人の“つらさ”に寄り添い続けた歌人の遺した想いを精神科医が『滑走路』から読み解く!
胸に秘めた思いは大切な人との関係に影響を及ぼすことも
また、学生時代を終え、社会人になり家庭を築いても、心地よく生きていくのは簡単ではありません。時には一番近くの人との関係性にも影響をもたらすことがあります。本作にでてくる、お互いの持つ才能や子作りに対する価値観の違いに悩む夫婦は、どちらも美術を仕事にしていて、翠はアーティスト、夫の拓己(水橋研二)は美術教師です。2人は家計も家事も協力し合い生活してきていて、一見円満のようです。でも拓己は、自分も賞賛を得たいのに才能に限界があり、その夢は叶わないという葛藤を1人で抱えています。誰かに相談でもできれば少しは楽になるのかもしれませんが、ある程度の年齢になっても「才能がないらしくて悲しいんだ」なんて漠然とした青くさい悩みを吐露することは、言われたほうも困るだろうし、なかなか素直に人に言うには勇気が必要なのです。
この葛藤は、僕も音楽活動に夢中になっていた時に感じていたものなので、かなり理解できるような気がします。せめて翠にだけでも言えたら良いけど、翠はすぐ隣でいよいよ才能が開花して賞賛を得始めます。有名になることについては自分よりも無欲だった妻に才能があり、自分はその欲を満たすに至らない。徹底的に“無欲で献身的な夫”を演じてきた彼ですが、ますます胸の内を話せなくなり、無理が生じて少しずつ、確実に2人の関係はギクシャクを極めていきます。
本作にはほかにも、現代社会で生きづらさを抱え、それを誰かと共有することもままならず、孤独にさらされている人が何人も出てきます。彼らの運命が交錯したりしなかったりするこの群像劇は、わかりやすいハッピーエンドでも、バッドエンドでもありません。人生とはそういうものなのだと思います。自分ではどうにもならない社会のつらさが多く描かれていて、決して楽に観られる映画ではありませんが、登場人物の物語に触れるうちにいつかのつらい自分が重なって、つらかったのは自分だけではなかったのかもしれないと少し孤独さが緩まったり、気づいたら大切な人の顔を思いだして、もう少し丁寧に対話をしてみようと気持ちを新たにしていたりと、小さな光が差す作品だとも思います。
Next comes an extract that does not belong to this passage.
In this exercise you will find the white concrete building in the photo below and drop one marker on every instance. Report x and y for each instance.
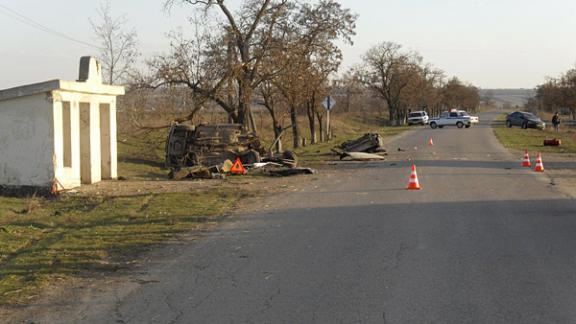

人のつらさに寄り添い続けた萩原慎一郎の短歌から溢れる希望
鑑賞後、萩原慎一郎さんの「歌集 滑走路」を読みました。簡単には言葉にならない、いろいろな解像度の“やるせなさ”が、言葉だけでなく、言葉と言葉の間や、歌と歌の間にも多彩に滲んでいました。そして同時に、萩原さんがなんとか握りしめていた“希望の種”のようなものも感じ取ることができた気がしました。歌集に収録されている「滑走路」という歌は特にその要素が強く、萩原さんは、ご自身のことを歌にしながら、この社会で人知れず弱っている人のいろいろなつらさを知り、気づいたら隣に居るような、“わかってくれる人”だったのだと思います。
だからこそ、この映画は群像劇になったのでしょう。萩原さんの個人的な歌を原作に紡がれた物語たちは、この社会で歯を食いしばりながら生きる我々それぞれの物語となり、少しずつ救いや祈りをもたらします。そして恐らく、この映画や歌集を、決して楽ではなかった2020年に体感することは、次の段階への滑走路となり得るものなのだと思います。